To give you a little history, I had a super dysfunctional youth but meals were always what brought my family and I together. I may not have had the most nurturing family but I was definitely surrounded by excellent cooks and started cooking at a young age. I was then spoiled by having an extremely talented chef for an older brother who expanded my culinary knowledge and interest. I had my first bite of foie gras at age 20 (practically an old lady) at what used to be The Gaucho Room in Miami Beach, where my brother was sous chef. I had no clue what it was but I'm comfortable declaring it as my first foodie adventure. And while he had the honor of cooking a dinner at The James Beard House, I kicked his ass in the Great Lasagna Cookoff of 2001. I also was engaged to the most passionate chef I've ever met. He so loved what he did and we had many foodie adventures together, from Las Vegas to Puerto Rico and countless other locales. He is unfairly no longer with us but I will carry on and continue to cook, eat and travel in his memory.

I am currently based in the Tampa area where there is an awesome food scene growing, seemingly unbeknownst to the rest of the culinary world. There is such a diverse culture here living in a city bordered by farms and the Gulf that it totally makes sense. Right now is Tampa's time. We've got talented and passionate chefs, a food truck explosion, Cigar City Brewing is blowing minds and expanding with their tasting room and soon to be open gastropub (conveniently located three minutes from my work) and my favorite restaurant, Wimauma, now into their second year, is killing it. I've yet to leave sober, hungry or at a reasonable time. Check out Chef Gary Moran's Twitter. Seriously. Lastly, I have to give a huge shout out / thank you to the folks at Tasting Tampa who have been keeping me culinarily sane since my move from South Florida to Tampa.

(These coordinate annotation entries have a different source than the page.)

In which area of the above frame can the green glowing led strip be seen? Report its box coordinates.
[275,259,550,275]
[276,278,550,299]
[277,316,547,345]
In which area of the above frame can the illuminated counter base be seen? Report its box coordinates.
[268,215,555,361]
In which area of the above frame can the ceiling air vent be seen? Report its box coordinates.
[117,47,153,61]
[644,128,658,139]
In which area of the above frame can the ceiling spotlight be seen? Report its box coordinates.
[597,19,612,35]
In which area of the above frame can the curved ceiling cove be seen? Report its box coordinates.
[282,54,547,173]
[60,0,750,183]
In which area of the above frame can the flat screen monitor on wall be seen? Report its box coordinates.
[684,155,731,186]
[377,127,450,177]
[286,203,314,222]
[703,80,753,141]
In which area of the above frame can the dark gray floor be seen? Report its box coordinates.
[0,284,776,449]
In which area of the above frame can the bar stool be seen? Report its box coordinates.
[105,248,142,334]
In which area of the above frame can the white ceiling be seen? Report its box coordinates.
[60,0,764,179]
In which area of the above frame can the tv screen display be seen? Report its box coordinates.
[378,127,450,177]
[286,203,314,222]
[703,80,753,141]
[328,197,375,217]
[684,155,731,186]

With all their adventures and 13th Step dinners they are shining a big fat spotlight upon the Tampa food scene. They also gave me my first writing opportunity which can be found on their site. Learn about them, stalk them, they're fabulous. Just don't take up one of my spots at their events. I will cut you.

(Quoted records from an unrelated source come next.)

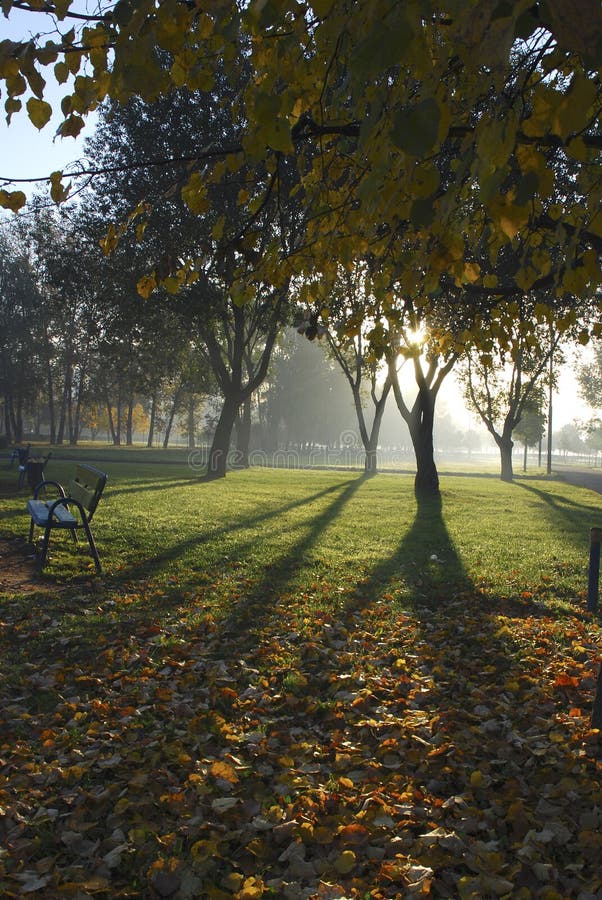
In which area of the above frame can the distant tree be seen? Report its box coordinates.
[261,328,353,452]
[460,296,560,481]
[554,421,585,456]
[300,260,392,475]
[0,233,42,442]
[577,340,602,409]
[584,416,602,455]
[514,385,547,472]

So, to wrap this shit up because your attention span is surely waning, I love food. I love many things but I seriously love me some food. This blog will be mostly for writing about my adventures dining out as well as in the kitchen. I'm also getting into photography so I'll be posting shots that will hopefully make you want to lick your screen. In addition, I have a concert addiction, I love to travel, I'm an entertainment junkie (quality stuff, of course) and a lack of common sense in the world pisses me off so I may sometimes rant randomly about non-food related stuffs. Don't like it? Don't read it. Constructive criticism is always welcome and seeing as this is the internet I'm sure you nuts won't hold back. I do not work in the world of grub. My career is completely unrelated so keep that in mind when reading my posts. I'm no expert, just an avid fan. But you can always feel free to tell me to shut the hell up. Like right meow.